Are Your Beneficiaries Up to Date?

April 1, 2021
Designating beneficiaries is a simple way to help protect your estate and avoid probate.

Designating beneficiaries on your investment accounts can easily slip to the bottom of your to-do list. But this task shouldn’t be forgotten. It can help protect a sizeable portion of your estate and ensure that your assets go to the right people once you pass away. Here’s why beneficiary designations should play an essential role in your estate plan:

  • They’re powerful. You can specify who should inherit your retirement and life insurance assets without making adjustments to your will or trusts. In fact, these designations take precedence over wills and trusts in most cases.
  • They’re virtually probate-proof.
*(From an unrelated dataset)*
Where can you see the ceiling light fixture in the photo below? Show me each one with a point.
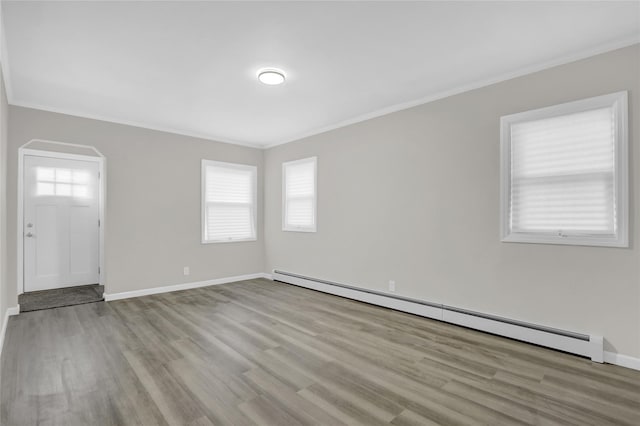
(271, 76)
Because these designations generally supersede will and trust instructions, they circumvent the probate process and ensure that assets can be transferred to heirs without delay. However, if a designated beneficiary predeceases the owner and there is no contingent beneficiary, probate will likely be required.
  • They’re simple. Many institutions offer the convenience of updating these beneficiary designations by paper or online.

And here’s when you should consider making updates to your designations:

  • Family changes. Marriage, divorce, the birth of a child or grandchild, the loss of a spouse or child—all these events can prompt a change in beneficiary decisions. Keeping your beneficiaries up to date ensures that you don’t inadvertently leave money to the wrong people or leave a loved one out of your plan. Just in case a designated beneficiary predeceases you, making a "per stirpes" distribution election can allow the beneficiary's children to inherit their share.
  • Money moves. If you recently rolled over a 401(k) from a former employer or transferred an existing IRA to a new financial firm, your beneficiary designations won’t transfer over with your assets. Make sure you take the time to specify them again.

Finally, make sure you coordinate beneficiary designations with your overall estate plan. Talk with an attorney for specific advice if you need more help.